ATx'12/WInG'12:Editor's Preface

This volume contains the proceedings of the Workshop on Automated Theory Exploration (ATx). The workshop is the successor and merger of the International Workshop on Automated Theory Engineering (ATE) and the Workshop on Automated Mathematical Theory Exploration (Automatheo). It also contains the proceedings of the Workshop of Invariant Generation (WInG). Both workshops were both held in Manchester, UK, on June 2012 as satellite workshops of the 6th International Joint Conference on Automated Reasoning (IJCAR).

Automated Theory Exploration means the development of mathematical axioms, definitions, conjectures, theorems, examples and inference procedures as needed to cover the essential concepts and analysis tasks of mathematical and other application domains. The automation and mechanisation of these capabilities are much sought after in areas such as software verification, the analysis of computer systems, formalised mathematics and indeed mathematical research. The aim of the workshop is to bring together researchers with interests in any aspects of this area, including domain-specific formalisations, tool and theory development, and general-purpose frameworks for the structuring of theories and their maintenance.

Theory exploration is relevant to the design of systems, programs, APIs, protocols, algorithms, design patterns, specification languages, programming languages and beyond. It involves technology such as ITP systems, ATP systems, SAT/SMT solvers, model checkers and decision procedures.

The diversity of topics relevant to theory exploration is reflected by the contributions to the workshop and to this volume. The workshop contained of 6 extended abstracts and 4 research papers; the latter are part of these proceedings. Each submission was refereed by three reviewers on its originality, technical soundness, quality of presentation and relevance to the workshop.

The ATx programme included one invited lecture by an expert in the area: "Proof Assistants and the Dynamic Nature of Formal Theories" by Robert L. Constable (Cornell University, USA).

Invariant Generation is a key ingredient in a broad spectrum of tools that help to improve program reliability and understanding: The ability to automatically extract and synthesise auxiliary properties of programs has had a profound effect on program analysis, testing, and verification over the last several decades. A key impediment for program verification is the overhead associated with providing, debugging, and verifying auxiliary invariant annotations. Releasing the software developer from this burden is crucial for ensuring the practical relevance of program verification. In the context of testing, suitable invariants have the potential of enabling high-coverage test-case generation. Especially promising breakthroughs are invariant generation techniques by Groebner bases, quantifier elimination, and algorithmic combinatorics, which can be used in conjunction with model checking, theorem proving, static analysis, and abstract interpretation.

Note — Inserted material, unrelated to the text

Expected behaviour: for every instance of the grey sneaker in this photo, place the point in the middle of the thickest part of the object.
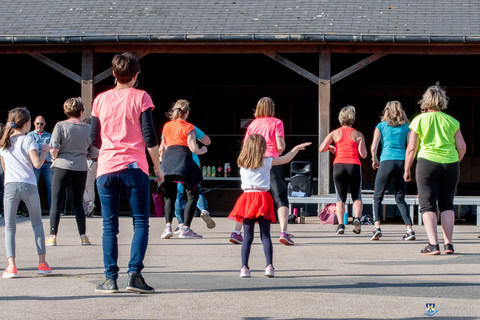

WInG contained of 8 extended abstracts and 1 research paper associated with an invited tutorial; the latter is part of these proceedings. Each submission was refereed by at least three reviewers on its originality, technical soundness, quality of presentation and relevance to the workshop.

The WING programme also included one invited lecture by an expert in the area: "Specification Inference and Invariant Generation: A Machine Learning Perspective" Aditya V. Nori (Microsoft Research India).

We thank our colleagues without whose help and support the workshop would not have been possible. First, Birte Glimm, the satellite events chair and the local organisers for all their help. Second, the authors who supported this workshop by submitting papers and the invited speaker for their contributions. Third, the members of the Programme Committee for carefully reviewing and selecting the papers.